Yo me encontraba en clase y mi único pensamiento en mi cabeza era: ¨ ¡Mis padres!, ¡Qué horror! ¿Cómo le dices a tu hijo que tiene un cáncer?, que puede ser que se muera¨. No es natural que un padre deba pasar por eso, era un niño. Pero mi agobio era ellos, ellos y la gente que quería. No me había parado a pensar mucho en mí.
Llegué a mi casa y aquí tengo una de las principales experiencias de Dios, fui al cuarto de mis padres y con una entereza que no es mía les dije que ya lo sabía, que no se preocupasen, que todo iba a salir bien, que en el fondo de mi corazón en ese momento sabía que iba a ir bien.
Después de abrazarlos con mucha entereza me fui a mi cuarto y yo solo empecé a llorar, llorar mucho hasta agotar las lágrimas. Digo que es una experiencia de Dios porque cada vez que lo cuento las emociones me vuelven de ese instante y alguna lágrima se me salta, pero ese día delante de mis padres estuve sereno, estuve fuerte, o más bien Dios me dio esa fuerza.

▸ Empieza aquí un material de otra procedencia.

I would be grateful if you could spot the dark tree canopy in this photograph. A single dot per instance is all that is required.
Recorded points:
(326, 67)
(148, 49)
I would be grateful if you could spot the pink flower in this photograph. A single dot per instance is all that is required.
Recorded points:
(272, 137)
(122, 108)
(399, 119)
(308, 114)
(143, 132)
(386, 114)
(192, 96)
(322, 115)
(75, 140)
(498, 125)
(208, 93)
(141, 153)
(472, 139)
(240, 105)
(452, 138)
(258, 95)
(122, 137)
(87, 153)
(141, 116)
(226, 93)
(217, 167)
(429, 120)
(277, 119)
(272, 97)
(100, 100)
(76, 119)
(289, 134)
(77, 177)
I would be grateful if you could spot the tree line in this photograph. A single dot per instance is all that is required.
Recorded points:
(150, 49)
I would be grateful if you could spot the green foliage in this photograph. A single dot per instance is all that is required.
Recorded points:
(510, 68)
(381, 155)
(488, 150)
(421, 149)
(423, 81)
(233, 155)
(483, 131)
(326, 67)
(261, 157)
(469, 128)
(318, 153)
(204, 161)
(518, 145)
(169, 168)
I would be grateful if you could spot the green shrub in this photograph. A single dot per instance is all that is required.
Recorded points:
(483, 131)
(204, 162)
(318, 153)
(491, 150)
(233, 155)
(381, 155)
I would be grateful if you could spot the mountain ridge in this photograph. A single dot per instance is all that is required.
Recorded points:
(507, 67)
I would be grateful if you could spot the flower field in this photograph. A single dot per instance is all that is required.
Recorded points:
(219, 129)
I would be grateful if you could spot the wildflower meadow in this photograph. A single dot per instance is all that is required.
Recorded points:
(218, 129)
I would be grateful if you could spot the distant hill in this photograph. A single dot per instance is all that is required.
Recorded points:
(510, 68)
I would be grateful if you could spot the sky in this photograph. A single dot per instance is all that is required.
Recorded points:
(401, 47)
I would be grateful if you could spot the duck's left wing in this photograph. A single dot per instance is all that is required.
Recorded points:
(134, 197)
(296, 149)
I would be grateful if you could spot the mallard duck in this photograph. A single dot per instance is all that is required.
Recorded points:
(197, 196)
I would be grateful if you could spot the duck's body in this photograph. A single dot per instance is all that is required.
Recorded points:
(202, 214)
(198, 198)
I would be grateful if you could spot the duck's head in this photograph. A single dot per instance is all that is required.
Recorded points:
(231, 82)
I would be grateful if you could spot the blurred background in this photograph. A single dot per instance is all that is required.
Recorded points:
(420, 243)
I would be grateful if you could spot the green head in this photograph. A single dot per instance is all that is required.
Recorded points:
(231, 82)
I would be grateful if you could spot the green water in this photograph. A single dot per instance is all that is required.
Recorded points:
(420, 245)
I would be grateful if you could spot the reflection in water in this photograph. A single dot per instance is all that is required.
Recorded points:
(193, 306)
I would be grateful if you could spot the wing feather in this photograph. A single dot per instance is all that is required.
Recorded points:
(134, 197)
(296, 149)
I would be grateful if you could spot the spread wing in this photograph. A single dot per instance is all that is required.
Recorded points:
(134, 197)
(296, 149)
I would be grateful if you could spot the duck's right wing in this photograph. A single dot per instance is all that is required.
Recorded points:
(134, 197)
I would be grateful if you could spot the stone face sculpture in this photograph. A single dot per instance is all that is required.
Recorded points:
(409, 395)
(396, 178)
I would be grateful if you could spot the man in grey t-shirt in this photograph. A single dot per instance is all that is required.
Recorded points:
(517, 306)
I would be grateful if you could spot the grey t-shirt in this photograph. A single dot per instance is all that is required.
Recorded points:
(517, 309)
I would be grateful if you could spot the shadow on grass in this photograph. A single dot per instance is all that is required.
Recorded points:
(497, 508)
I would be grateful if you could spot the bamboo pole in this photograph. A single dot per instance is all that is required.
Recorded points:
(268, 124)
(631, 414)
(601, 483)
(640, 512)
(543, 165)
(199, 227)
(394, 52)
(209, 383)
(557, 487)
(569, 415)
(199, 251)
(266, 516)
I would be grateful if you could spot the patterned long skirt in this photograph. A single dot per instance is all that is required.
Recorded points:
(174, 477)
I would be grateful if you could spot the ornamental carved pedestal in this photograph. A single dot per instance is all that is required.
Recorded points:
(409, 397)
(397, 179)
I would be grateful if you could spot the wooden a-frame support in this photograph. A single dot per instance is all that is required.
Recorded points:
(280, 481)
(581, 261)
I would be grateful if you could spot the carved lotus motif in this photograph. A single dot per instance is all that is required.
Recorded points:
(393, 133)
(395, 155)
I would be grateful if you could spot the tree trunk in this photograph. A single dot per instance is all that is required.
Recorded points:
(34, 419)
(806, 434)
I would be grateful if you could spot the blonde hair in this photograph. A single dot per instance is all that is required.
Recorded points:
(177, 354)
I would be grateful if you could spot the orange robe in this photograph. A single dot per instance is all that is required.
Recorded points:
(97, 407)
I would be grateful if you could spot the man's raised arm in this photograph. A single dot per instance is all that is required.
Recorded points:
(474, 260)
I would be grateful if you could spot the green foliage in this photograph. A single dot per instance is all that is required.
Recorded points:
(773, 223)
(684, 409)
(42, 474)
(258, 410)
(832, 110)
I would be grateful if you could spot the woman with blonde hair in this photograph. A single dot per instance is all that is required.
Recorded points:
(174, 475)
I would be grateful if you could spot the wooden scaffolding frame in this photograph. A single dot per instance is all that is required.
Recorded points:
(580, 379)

La enfermedad comenzó y fueron duros meses de pelea, pero eso me acercó a mi familia y saqué de una experiencia tan traumática cosas tan buenas que solo podía ser de Dios hacer del dolor cosas tan maravillosas. Aunque parezca excesivo yo terminé mi enfermedad y acabé dando gracias. Pero quizás lo que para mi era una lección de vida suficiente para el que manda no lo era del todo.
A los dos años de terminar con el linfoma, en una revisión rutinaria, me dicen que algo va mal en la analítica y que me tienen que hacer unas pruebas extra. Al parecer, al haber sido un chico tan sano y deportista, se saltaron los protocolos de quimioterapia y ese exceso de quimio provocó una leucemia mieloblástica aguda.
Esta vez mi raciocinio no fue tan favorable hacia la existencia de Dios. Mi enfado o decepción eran tales que tenía que desechar la idea de que Dios me quisiese o simplemente existiese, ya había tenido mi prueba, ya había aprendido la lección, me decía: ¨¿A qué venía otra vez esto?¨
Mi mayor agobio volvía a ser mis seres queridos. Recuerdo salir de la consulta y decirle a mi padre: ¨Lo siento, siento ser el causante de tanto dolor¨. Mi padre que es bastante rudo se le saltaron las lágrimas y me dijo que no era culpa mía. Pero por mucho que me lo dijesen yo solo veía cómo hacía daño a mis seres queridos, lo cual me torturaba. Por lo que decidí sufrir en silencio, pero no por orgullo, sino por amor. Y sin saberlo no lo estaba haciendo por mí, lo estaba haciendo por Dios, porque Dios es amor y entonces lo hacía por Él. Y la fuerza del amor es infinita por lo que, al final, de tanto fingir estar bien se empezó a convertir en mi propia realidad.
Tuve tantos detalles de Dios en mi vida en esa época que me ha costado ver con el tiempo, y los que aún me faltarán por descubrir. La realidad es que hace seis años que me trasplantaron la medula de mi hermana y desde entonces cuanto más he buscado a Dios más fuerte me he hecho, más salud he recuperado; me considero un milagrito andante después de todo lo que he pasado y la salud que tengo.
Un día escuché en el testimonio de un chico que el hecho de que él estuviese vivo era un regalo y que esa segunda oportunidad, ese regalo tan grande, la única forma de corresponderlo era compartiéndolo. Ese día me retumbó tanto en mi cabeza que me hizo escribir mi historia, para poder dar a conocer a Dios a través de mi experiencia.